Tratta, droga, prostituzione. I violenti affari della mafia nigeriana in Italia: 47 arresti (video)
Violenza e riti tribali, giuramento di fedeltà e sottomissione per la vita. È l’atto di affiliazione con cui la mafia nigeriana ingrossa le sue file in Italia. A scoprirlo è stata la polizia di Teramo, in collaborazione con quella di Ancona, nell’ambito di una vasta operazione che ha portato a un nuovo arresto di decine di mafiosi “d’importazione” africana nel nostro Paese.
Tutti gli affari della mafia nigeriana
I fermi sono stati 47, tra centro Italia e Sicilia. Le accuse sono di associazione di tipo mafioso dedita a riciclaggio e illecita intermediazione finanziaria; tratta di giovane donne; stupefacenti; reati violenti nei confronti di aderenti ad altri cults o punitivi nei confronti di altri connazionali.
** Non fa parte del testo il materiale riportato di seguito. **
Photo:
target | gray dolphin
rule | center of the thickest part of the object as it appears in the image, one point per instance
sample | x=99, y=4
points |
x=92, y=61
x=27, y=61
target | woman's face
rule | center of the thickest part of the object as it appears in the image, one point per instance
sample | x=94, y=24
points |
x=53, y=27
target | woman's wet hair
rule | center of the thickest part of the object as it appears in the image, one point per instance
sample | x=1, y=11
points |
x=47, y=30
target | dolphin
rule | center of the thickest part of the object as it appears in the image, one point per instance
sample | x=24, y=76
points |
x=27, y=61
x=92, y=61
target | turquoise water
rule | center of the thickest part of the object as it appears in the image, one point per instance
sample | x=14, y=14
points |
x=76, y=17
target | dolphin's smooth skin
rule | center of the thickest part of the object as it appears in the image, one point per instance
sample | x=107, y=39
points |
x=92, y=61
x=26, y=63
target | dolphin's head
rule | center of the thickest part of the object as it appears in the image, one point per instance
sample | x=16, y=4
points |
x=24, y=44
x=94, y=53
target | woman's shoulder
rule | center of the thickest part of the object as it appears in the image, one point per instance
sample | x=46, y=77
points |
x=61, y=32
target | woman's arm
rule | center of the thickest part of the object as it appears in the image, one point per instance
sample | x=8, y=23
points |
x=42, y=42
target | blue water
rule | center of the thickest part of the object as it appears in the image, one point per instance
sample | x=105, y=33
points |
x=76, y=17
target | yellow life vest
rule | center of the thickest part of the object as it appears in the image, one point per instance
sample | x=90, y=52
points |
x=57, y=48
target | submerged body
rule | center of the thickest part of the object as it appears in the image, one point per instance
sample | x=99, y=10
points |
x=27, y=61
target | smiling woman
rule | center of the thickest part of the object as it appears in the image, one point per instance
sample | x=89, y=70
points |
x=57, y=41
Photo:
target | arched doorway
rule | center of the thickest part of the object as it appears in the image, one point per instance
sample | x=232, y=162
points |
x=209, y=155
L’operazione, battezzata “Pesha” dal nome della cellula mafiosa nigeriana locale, ha consentito anche di ricostruire il tipo di organizzazione e radicamento della criminalità organizzata africana nel nostro Paese.
In Italia come in Nigeria
I fermati sono affiliati della “Supreme Eiye Confraternity (Sec)” o ”Eiye”, radicata in Nigeria, ma diffusa in molti Stati europei ed extraeuropei ed equiparata per struttura e forza intimidatoria alle mafie tradizionali. I fermati, hanno spiegato gli investigatori, appartengono alla cellula che opera sulla costiera del Teramano fino ad Ancona e anche fuori dalla Nigeria replicano in tutto e per tutto gli schemi della cosca madre: la segretezza del vincolo associativo, la ritualità dell’affiliazione, l’adozione di linguaggio e simbologia rigorosi, la violenza delle azioni. Caratteristiche che si riscontano già a partire dal rito di affiliazione, che costituisce un vincolo a vita. Dalle indagini sono emersi anche casi in cui i membri del clan con la violenza hanno costretto ad affiliarsi anche soggetti che non volevano farlo.
Le violenze della mafia nigeriana
Ripetute le aggressioni fisiche documentate, a partire da quelle ai danni di giovani donne costrette a prostituirsi o di membri della cosca giudicati non sufficientemente fedeli. Proprio uno di questi, dopo aver subito un violento pestaggio, ha deciso di collaborare con gli inquirenti, che hanno fatto scattare gli arresti dopo aver scoperto i piani di fuga degli indagati, verso altri Paesi europei dove avevano contatti, come Francia, Germania, Belgio, Svezia.